# 10 Gallon "Patricia" Setup



## Guest (Feb 1, 2006)

Hi guys! 

This is my first attempt at making a dart frog enclosure. Comments/suggestions are greatly appreciated! 

(10 gallon setup. Cork bark and "Great Stuff" background. Aquarium gravel, coco fiber, and sheet moss on bottom. Polished river rock surrounding shallow pond.)


----------



## PAULSCHUMANN (Apr 20, 2005)

Looks pretty sweet to me. Is that live moss or dried? If it is dried moss it will turn brown after a month or two, but it's inexpensive and can be replaced.
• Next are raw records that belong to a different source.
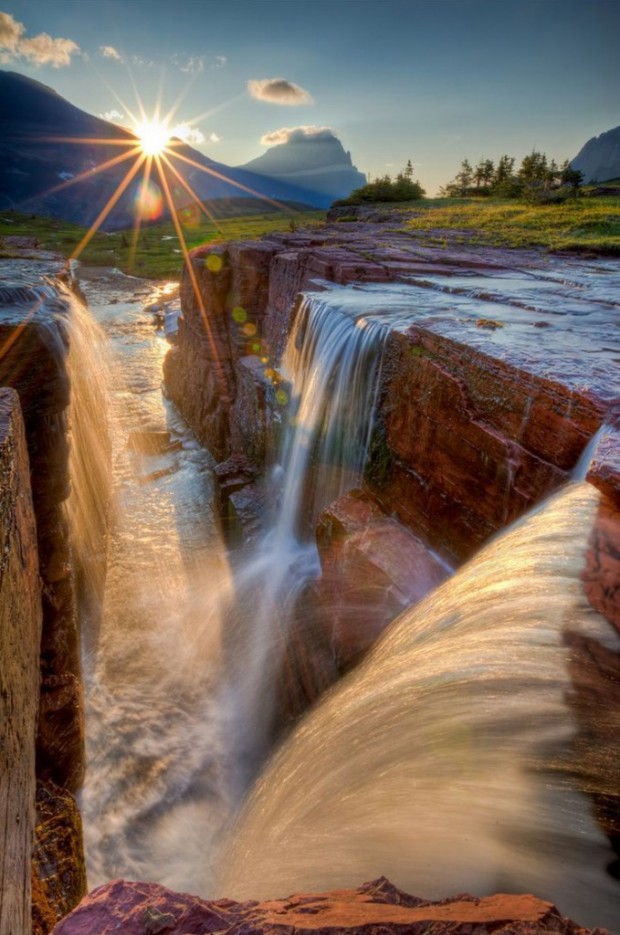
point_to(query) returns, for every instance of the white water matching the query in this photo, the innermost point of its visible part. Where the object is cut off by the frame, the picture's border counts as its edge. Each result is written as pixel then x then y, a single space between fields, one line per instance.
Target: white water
pixel 154 797
pixel 332 361
pixel 445 761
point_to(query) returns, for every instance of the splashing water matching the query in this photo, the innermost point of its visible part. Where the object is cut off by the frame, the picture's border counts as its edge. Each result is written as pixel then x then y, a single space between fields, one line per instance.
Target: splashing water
pixel 446 761
pixel 153 796
pixel 332 360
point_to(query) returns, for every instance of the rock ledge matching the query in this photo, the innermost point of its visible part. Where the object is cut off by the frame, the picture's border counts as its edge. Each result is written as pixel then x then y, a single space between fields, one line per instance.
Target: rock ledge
pixel 150 909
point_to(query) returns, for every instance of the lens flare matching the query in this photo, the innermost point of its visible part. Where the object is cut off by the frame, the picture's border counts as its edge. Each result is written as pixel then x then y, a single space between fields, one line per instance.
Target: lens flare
pixel 153 135
pixel 149 202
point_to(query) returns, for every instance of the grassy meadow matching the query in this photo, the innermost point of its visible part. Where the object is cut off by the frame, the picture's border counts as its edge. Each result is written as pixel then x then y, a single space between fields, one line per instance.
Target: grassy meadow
pixel 157 253
pixel 584 224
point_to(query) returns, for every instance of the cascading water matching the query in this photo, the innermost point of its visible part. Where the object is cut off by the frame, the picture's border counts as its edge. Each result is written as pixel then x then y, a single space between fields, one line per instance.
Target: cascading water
pixel 332 361
pixel 447 760
pixel 444 762
pixel 152 798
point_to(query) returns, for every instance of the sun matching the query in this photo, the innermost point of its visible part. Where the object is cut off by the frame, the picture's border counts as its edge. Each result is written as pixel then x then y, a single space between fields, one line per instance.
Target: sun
pixel 153 136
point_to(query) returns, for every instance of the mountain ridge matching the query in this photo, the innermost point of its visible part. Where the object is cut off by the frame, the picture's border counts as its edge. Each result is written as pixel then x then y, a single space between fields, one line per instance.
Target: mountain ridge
pixel 35 170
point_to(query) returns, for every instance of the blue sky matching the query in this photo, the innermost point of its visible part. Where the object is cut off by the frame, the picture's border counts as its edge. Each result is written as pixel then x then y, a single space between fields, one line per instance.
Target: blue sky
pixel 430 80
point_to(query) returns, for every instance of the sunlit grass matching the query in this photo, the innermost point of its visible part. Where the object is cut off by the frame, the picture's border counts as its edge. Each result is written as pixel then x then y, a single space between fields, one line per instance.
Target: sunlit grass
pixel 577 224
pixel 157 253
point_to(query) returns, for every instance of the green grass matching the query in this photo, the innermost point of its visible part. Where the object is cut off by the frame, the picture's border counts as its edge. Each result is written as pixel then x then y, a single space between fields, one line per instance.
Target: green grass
pixel 158 253
pixel 583 224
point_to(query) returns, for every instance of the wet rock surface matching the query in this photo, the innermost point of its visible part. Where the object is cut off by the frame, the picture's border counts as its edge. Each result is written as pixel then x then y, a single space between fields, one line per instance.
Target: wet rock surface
pixel 59 875
pixel 148 909
pixel 34 342
pixel 500 364
pixel 372 569
pixel 20 631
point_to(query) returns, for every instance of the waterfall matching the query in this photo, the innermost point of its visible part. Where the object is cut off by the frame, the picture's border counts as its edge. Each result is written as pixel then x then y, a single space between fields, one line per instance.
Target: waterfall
pixel 447 761
pixel 153 795
pixel 332 362
pixel 90 373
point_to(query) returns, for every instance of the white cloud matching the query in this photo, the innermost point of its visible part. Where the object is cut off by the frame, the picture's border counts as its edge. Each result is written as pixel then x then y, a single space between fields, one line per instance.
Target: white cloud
pixel 297 135
pixel 40 49
pixel 113 115
pixel 10 33
pixel 188 133
pixel 192 65
pixel 108 51
pixel 137 60
pixel 278 91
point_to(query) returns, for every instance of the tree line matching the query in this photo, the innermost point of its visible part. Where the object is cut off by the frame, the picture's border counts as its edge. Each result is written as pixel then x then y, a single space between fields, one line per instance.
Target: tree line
pixel 403 188
pixel 536 177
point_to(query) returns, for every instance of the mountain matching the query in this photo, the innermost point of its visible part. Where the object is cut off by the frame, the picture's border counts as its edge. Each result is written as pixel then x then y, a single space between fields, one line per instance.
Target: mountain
pixel 312 157
pixel 599 159
pixel 46 142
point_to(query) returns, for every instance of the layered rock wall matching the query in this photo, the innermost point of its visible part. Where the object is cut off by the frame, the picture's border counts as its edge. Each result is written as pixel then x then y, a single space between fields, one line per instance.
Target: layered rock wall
pixel 485 405
pixel 33 362
pixel 20 634
pixel 41 660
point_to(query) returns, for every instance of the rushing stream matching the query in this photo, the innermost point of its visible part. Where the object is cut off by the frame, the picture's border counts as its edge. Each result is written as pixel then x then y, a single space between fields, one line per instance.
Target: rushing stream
pixel 444 762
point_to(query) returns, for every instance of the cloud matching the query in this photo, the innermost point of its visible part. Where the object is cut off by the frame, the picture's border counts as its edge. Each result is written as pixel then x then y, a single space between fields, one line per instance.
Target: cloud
pixel 39 50
pixel 192 65
pixel 278 91
pixel 10 33
pixel 112 115
pixel 108 51
pixel 297 135
pixel 188 133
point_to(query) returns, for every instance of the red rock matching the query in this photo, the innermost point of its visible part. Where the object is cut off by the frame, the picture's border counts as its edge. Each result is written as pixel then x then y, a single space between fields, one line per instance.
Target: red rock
pixel 372 569
pixel 20 633
pixel 149 909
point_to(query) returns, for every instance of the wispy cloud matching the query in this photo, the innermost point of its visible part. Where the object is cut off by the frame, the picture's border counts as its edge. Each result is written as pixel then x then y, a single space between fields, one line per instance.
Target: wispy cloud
pixel 39 50
pixel 189 134
pixel 138 60
pixel 278 91
pixel 113 115
pixel 108 51
pixel 191 65
pixel 297 135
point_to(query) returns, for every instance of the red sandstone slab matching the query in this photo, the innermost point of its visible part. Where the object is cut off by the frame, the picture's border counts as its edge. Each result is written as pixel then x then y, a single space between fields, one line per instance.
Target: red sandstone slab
pixel 150 909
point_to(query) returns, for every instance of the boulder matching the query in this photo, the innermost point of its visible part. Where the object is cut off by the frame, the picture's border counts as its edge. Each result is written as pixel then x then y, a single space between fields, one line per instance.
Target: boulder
pixel 58 871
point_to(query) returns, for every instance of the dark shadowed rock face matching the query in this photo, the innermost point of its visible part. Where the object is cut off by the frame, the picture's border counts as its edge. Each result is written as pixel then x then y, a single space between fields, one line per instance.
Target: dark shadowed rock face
pixel 149 909
pixel 33 337
pixel 20 631
pixel 599 159
pixel 58 870
pixel 372 569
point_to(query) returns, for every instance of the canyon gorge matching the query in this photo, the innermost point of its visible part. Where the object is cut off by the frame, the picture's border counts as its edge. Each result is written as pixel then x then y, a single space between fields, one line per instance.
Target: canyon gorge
pixel 341 603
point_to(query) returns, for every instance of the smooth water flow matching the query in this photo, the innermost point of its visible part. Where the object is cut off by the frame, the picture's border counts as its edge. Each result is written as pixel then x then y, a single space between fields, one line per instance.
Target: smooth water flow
pixel 154 798
pixel 332 362
pixel 447 761
pixel 455 758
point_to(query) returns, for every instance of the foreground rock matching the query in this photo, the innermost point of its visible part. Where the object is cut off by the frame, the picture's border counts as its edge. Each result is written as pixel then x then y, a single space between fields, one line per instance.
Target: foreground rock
pixel 20 633
pixel 149 909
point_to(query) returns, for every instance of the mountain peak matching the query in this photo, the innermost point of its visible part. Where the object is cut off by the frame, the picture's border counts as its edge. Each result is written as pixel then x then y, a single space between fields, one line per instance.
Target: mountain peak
pixel 313 156
pixel 599 159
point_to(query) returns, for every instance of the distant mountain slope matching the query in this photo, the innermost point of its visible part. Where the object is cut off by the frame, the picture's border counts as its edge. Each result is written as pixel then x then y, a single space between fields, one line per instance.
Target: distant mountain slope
pixel 34 165
pixel 599 159
pixel 312 159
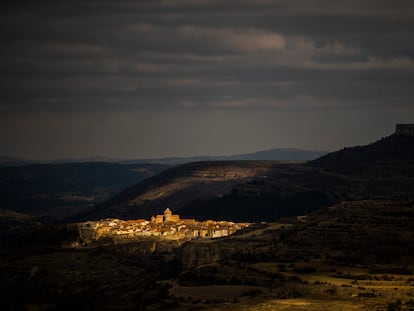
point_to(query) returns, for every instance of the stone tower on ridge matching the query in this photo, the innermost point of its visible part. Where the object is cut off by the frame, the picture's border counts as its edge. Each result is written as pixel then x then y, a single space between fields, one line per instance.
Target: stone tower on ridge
pixel 404 129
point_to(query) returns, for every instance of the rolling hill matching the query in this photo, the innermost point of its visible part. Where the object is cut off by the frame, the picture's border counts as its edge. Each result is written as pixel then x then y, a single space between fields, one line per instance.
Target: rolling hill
pixel 269 190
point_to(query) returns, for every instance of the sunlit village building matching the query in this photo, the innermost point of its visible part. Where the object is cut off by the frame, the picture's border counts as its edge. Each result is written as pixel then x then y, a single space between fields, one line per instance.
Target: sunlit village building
pixel 167 226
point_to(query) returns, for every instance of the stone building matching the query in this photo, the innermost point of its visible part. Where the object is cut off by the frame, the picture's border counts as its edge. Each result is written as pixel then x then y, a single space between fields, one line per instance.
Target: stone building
pixel 168 216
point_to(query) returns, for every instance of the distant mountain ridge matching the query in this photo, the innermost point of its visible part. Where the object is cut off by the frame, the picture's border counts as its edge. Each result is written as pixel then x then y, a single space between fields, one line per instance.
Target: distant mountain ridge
pixel 266 190
pixel 277 154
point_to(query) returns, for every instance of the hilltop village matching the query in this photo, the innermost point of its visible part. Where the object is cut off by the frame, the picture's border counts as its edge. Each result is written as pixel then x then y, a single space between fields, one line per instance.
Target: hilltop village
pixel 167 226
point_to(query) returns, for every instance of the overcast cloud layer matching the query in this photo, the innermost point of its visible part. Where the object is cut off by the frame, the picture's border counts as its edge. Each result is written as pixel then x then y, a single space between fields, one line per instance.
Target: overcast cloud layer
pixel 162 78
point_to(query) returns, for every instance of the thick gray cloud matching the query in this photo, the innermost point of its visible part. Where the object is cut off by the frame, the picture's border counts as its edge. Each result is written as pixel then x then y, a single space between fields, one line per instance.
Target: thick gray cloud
pixel 195 59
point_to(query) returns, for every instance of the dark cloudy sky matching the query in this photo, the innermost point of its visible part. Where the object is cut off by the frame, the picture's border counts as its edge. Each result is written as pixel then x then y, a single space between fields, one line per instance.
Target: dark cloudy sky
pixel 184 77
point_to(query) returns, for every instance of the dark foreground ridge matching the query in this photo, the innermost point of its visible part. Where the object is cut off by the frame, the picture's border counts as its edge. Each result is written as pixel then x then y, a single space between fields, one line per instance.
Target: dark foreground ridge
pixel 352 256
pixel 397 149
pixel 268 190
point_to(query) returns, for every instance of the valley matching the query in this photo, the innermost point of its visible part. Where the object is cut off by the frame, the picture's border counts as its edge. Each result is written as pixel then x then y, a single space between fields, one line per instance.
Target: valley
pixel 334 233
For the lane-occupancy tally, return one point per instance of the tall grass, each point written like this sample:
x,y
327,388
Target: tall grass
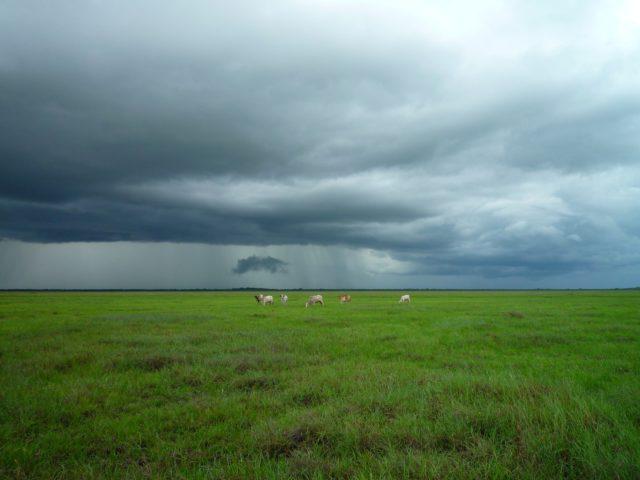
x,y
212,385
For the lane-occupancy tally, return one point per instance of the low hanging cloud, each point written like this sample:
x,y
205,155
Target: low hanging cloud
x,y
257,264
501,142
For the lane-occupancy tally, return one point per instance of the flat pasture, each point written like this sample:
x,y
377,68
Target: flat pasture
x,y
539,384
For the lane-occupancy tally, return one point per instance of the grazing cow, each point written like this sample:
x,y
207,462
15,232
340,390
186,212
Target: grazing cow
x,y
313,299
344,298
264,299
405,299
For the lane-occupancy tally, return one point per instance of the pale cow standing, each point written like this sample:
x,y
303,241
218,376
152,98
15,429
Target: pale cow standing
x,y
344,298
313,299
264,299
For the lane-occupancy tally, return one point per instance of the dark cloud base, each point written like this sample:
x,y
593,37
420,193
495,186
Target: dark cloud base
x,y
494,155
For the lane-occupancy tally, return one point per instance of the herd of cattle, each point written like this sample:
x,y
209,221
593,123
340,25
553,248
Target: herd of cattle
x,y
314,299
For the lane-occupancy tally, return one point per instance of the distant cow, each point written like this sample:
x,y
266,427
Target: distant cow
x,y
264,299
313,299
405,299
344,298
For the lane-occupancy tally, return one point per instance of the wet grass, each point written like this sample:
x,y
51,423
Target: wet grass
x,y
212,385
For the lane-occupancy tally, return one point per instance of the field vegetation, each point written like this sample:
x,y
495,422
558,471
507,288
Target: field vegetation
x,y
212,385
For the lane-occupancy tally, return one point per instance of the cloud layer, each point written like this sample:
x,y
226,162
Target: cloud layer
x,y
256,264
493,141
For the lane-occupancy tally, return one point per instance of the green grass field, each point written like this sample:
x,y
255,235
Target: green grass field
x,y
212,385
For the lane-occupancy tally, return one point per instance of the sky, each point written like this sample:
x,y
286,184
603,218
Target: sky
x,y
319,144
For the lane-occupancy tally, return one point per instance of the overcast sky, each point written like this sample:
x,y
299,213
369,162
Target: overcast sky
x,y
196,144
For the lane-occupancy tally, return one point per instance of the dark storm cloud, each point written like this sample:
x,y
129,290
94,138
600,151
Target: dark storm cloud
x,y
256,264
504,141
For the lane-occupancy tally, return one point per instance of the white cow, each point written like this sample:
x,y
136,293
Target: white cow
x,y
313,299
264,299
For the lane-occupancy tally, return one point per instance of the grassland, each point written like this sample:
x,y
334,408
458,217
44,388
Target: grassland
x,y
212,385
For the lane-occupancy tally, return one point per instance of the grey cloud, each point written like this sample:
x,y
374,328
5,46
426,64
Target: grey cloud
x,y
256,264
461,146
Some of thos plants may get too big or may not be able to handle the high moisture of the viv. but you'll figure out what works for you soon enough.

Good job.


----------



## dmartin72 (Oct 27, 2004)

I think it looks great, but would look better if you used some smaller plants to give an illusion of a bigger tank.


----------



## Nuggular (Apr 8, 2005)

Very nice. I like it. I would say add some smaller plants simply to get a bit of ground cover. I really like all the moss and the water feature is very nice! Good job, how bout a pic of the inhabitants.


----------



## Guest (Feb 1, 2006)

Thanks for the comments, guys!  What are some good smaller plants to put into a 10 gallon? I still have 2 more tanks to do (leucomelas and azureus), so tips are appreciated! 

Here's a pic of one of the inhabitants of the tank. (Taken before the new enclosure was done.)

(Oh, and the moss is dried. Yuck, I know. Lol. I can't wait to get live moss.) :wink:


----------